Clever hacker fits 537,000 domains in a tiny $5 ESP32 ad-blocking dongle - firmware uses only around 50KB of RAM and can answer blocked lookups in 10 milliseconds
Clever hacker fits 537,000 domains in a tiny $5 ESP32 ad-blocking dongle
This project uses a clever hashing trick to fit over half a million blocked domains into just 4MB of flash memory.
How cheap can you build a hardware-based ad-blocking DNS filter? "Free," if you're willing to salvage some used hardware that's being thrown away. What if you aren't so lucky? In the era of the RAMageddon, even a Raspberry Pi will cost you a couple hundred bucks. But you know, you don't even need something that powerful. In fact, you can use a $5 microcontroller to build a fully functional ad-blocking filter with over 500,000 domains blocked and around 10ms latency.
We know that's possible because Egyptian full-stack developer ZedAxis (@M-Abozaid on GitHub) has already built one. Using an ESP32-C3 "SuperMini" board, he's created a backup DNS for his home network that still provides ad blocking. His primary router is a Pi-hole, which is a Raspberry Pi running specialized software to manage DHCP addressing and DNS resolution with integrated ad-blocking. The SuperMini serves as a backup when the Pi-Hole is rebooting or otherwise unavailable.
Strictly speaking, we haven't seen ZedAxis' creation in action, but there's no reason to believe it doesn't work. The ESP32 family of embedded Wi-Fi-enabled microcontrollers is a well-known quantity, and this functionality is by no means outside the realm of its capabilities.
Hardware constraints and the hashing trick
In fact, this specific trick allows the use of the ESP32-C3, which is a cost-reduced version of the chip that doesn't have the 8MB of PSRAM found on some higher-end models. (There are MANY variants of the ESP32.) Instead, the ESP32-C3 used by ZedAxis has just 400KB of RAM, and 4MB of flash memory.
With these limited specifications, he wasn't able to store a plaintext blocklist of any real size; it's simply too much data. So, he did what any enterprising hacker would do: he started hashing the data to reduce its size. Using 40-bit FNV-1a hashes, because 32-bit would give too many collisions and 64-bit wastes too much space, he can store some 537,000 domains in the flash memory of the device.

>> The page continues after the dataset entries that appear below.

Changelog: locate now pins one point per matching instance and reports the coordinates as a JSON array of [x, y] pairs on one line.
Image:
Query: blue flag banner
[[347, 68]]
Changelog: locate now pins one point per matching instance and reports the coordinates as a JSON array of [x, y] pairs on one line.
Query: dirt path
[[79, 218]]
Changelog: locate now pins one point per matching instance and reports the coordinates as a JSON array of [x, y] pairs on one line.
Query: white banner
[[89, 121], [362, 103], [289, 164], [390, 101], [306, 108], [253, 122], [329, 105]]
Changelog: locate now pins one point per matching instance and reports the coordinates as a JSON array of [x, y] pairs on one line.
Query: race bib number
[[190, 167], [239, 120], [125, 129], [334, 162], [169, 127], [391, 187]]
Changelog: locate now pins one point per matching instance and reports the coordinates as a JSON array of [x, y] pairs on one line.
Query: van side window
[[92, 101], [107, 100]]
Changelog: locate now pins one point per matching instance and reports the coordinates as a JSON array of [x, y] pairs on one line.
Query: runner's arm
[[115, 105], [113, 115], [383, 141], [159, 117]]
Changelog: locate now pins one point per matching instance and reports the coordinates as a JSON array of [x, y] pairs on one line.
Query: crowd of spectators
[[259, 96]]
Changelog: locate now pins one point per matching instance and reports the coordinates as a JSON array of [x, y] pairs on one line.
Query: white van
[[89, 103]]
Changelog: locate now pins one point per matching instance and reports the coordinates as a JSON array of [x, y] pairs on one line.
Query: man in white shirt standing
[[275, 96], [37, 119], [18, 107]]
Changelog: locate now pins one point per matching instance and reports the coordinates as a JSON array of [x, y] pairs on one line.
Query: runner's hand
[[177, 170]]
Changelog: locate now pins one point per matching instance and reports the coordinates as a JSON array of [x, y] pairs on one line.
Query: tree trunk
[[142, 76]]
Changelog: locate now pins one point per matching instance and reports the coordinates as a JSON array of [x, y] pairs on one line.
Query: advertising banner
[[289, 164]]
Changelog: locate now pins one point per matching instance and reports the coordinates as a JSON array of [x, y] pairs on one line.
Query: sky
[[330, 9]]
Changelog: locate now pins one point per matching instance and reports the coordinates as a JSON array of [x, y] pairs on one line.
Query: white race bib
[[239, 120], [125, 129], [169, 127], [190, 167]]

The clever part isn't really the hashing, though. Rather than storing the domains themselves, the build process:
- Downloads one or more public blocklists
- Strips out duplicate entries and comments
- Hashes each remaining domain into a 40-bit value
- Sorts the resulting list
- Writes the finished database into the ESP32's flash memory
When a DNS query arrives, the device hashes the requested hostname the same way and performs a binary search against the sorted hash table. If it finds a match, the request is blocked. Otherwise, the query is forwarded to an upstream resolver.
According to ZedAxis, the finished firmware uses only around 50KB of RAM while answering blocked lookups in roughly 10 milliseconds.
OTA trade-off and pricing
There's another neat compromise hiding in the design, too. The ESP32 normally reserves enough flash memory to hold two complete copies of its firmware, allowing over-the-air (OTA) updates without risking a failed flash leaving the device unbootable. If you don't care about wireless firmware updates, you can reclaim that second firmware partition for the blocklist database instead.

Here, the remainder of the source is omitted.